[1] Porque há o direito ao grito.

Então eu grito.

Grito puro e sem pedir esmola. Sei que há moças que vendem

[4] o corpo, única posse real, em troca de um bom jantar em vez de

um sanduíche de mortadela. Mas a pessoa de quem falarei mal

tem corpo para vender, ninguém a quer, ela é virgem e inócua,

[7] não faz falta a ninguém. Aliás — descubro eu agora — eu

também não faço a menor falta, e até o que escrevo um outro

escreveria. Um outro escritor, sim, mas teria que ser homem

[10] porque escritora mulher pode lacrimejar piegas.

Como a nordestina, há milhares de moças espalhadas

por cortiços, vagas de cama num quarto, atrás de balcões

[13] trabalhando até a estafa. Não notam sequer que são facilmente

substituíveis e que tanto existiram como não existiriam. Poucas

se queixam e ao que eu saiba nenhuma reclama por não saber

[16] a quem. Esse quem será que existe?

Estou esquentando o corpo para iniciar, esfregando as

mãos uma na outra para ter coragem. Agora me lembrei de que

[19] houve um tempo em que para me esquentar o espírito eu

rezava: o movimento é espírito. A reza era um meio de

mudamente e escondido de todos atingir-me a mim mesmo.

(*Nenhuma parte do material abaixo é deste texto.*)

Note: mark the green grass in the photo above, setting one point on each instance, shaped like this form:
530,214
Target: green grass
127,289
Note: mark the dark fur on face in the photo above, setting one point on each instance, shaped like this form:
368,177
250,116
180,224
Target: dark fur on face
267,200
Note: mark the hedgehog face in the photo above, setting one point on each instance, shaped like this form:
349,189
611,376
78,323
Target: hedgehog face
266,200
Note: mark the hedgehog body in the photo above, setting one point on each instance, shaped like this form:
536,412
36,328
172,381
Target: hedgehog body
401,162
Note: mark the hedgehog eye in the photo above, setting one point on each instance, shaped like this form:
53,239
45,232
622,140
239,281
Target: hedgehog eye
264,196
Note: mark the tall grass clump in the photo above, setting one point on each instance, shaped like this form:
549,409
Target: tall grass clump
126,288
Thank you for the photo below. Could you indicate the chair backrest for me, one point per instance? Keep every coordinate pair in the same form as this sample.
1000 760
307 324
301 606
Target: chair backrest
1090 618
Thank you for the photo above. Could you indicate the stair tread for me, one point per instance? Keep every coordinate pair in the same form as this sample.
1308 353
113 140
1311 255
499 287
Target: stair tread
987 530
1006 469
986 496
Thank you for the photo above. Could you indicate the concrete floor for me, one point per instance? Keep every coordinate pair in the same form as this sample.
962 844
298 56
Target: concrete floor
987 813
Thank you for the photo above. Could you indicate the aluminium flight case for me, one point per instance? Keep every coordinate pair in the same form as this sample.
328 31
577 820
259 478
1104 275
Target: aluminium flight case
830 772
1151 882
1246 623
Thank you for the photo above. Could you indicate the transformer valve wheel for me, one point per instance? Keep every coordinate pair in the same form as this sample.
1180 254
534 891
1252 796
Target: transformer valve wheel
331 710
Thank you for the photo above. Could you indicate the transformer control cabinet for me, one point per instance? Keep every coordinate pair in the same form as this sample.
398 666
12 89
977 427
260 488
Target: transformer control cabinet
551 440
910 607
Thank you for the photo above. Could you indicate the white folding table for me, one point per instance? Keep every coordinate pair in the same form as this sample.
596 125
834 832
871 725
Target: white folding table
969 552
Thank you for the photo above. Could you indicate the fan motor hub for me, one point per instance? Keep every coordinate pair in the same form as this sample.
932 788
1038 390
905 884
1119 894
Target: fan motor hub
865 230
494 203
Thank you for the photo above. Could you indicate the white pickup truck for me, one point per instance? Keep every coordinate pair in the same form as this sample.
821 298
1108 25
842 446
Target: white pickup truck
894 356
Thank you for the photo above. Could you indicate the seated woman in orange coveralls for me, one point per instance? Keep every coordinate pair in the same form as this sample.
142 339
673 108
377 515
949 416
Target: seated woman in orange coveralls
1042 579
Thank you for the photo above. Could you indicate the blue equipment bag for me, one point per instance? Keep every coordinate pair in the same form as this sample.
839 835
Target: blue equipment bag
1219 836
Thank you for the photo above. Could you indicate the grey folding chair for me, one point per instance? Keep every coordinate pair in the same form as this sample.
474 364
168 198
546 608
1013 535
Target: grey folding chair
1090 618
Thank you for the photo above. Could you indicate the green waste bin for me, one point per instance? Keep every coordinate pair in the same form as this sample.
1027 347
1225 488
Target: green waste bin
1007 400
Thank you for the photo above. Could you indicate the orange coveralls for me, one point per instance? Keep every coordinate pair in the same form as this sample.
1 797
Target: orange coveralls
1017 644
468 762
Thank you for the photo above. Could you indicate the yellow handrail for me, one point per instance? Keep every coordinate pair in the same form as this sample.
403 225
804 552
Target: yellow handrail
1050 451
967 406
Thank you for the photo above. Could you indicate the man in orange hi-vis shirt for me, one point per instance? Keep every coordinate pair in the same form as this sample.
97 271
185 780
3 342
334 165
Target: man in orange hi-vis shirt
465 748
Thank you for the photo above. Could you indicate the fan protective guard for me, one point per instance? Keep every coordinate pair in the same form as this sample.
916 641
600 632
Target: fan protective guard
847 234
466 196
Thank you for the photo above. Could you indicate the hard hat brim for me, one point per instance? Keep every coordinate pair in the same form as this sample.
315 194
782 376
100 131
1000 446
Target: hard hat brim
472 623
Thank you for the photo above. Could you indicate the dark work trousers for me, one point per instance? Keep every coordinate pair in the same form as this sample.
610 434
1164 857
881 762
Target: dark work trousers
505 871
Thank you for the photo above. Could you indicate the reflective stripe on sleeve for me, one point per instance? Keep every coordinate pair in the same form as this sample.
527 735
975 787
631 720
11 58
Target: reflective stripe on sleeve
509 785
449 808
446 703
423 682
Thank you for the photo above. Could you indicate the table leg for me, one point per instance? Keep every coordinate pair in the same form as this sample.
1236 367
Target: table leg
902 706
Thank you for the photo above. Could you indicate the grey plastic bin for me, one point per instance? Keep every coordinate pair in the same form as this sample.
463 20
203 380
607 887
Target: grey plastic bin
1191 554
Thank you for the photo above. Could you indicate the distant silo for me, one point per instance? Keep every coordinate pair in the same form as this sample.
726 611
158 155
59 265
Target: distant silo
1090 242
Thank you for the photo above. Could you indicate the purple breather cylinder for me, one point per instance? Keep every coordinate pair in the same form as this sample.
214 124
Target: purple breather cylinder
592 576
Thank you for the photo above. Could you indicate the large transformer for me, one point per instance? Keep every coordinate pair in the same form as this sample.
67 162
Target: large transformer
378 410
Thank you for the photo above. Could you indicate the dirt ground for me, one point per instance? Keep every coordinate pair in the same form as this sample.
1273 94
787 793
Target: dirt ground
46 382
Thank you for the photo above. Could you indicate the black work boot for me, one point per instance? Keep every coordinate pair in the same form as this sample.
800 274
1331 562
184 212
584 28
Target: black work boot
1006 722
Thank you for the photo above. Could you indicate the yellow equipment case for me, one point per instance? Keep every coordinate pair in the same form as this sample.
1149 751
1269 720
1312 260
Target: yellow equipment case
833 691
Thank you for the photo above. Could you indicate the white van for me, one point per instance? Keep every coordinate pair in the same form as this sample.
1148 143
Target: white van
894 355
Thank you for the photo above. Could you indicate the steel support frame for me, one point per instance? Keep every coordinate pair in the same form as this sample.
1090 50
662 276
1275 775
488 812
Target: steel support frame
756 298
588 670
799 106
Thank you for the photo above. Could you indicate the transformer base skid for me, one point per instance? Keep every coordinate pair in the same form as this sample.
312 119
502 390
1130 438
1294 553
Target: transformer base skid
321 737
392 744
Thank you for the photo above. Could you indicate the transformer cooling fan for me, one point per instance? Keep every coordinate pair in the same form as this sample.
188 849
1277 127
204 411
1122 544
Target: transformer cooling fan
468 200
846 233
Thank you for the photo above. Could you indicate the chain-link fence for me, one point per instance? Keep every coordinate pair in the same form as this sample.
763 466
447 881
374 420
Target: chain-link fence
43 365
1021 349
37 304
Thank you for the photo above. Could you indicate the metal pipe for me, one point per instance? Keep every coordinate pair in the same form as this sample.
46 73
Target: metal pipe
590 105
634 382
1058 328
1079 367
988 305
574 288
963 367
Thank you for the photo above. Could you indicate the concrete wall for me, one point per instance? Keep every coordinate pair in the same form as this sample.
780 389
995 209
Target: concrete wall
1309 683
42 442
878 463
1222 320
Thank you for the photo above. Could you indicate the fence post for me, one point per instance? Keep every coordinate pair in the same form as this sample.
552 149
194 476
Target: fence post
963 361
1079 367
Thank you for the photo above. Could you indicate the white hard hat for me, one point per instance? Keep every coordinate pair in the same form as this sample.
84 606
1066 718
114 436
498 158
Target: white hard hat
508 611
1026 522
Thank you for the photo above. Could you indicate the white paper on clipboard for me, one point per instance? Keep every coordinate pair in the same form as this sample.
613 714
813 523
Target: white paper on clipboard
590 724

[22] Quando rezava, conseguia um oco de alma — e esse oco é

o tudo que posso eu jamais ter. Mais do que isso, nada. Mas o

vazio tem o valor e a semelhança do pleno. Um meio de obter

[25] é não procurar, um meio de ter é o de não pedir e somente

acreditar que o silêncio que eu creio em mim é resposta a meu

— a meu mistério.

Clarice Lispector. A Hora da Estrela. Rio de Janeiro: Rocco, 1999, p.13-4.

Tendo como referência o fragmento acima, da obra A Hora da Estrela, de Clarice Lispector, julgue o item a seguir.

No trecho “Estou esquentando o corpo para iniciar, esfregando as mãos uma na outra para ter coragem” (l.17 e 18), a linguagem foi empregada em sentido conotativo.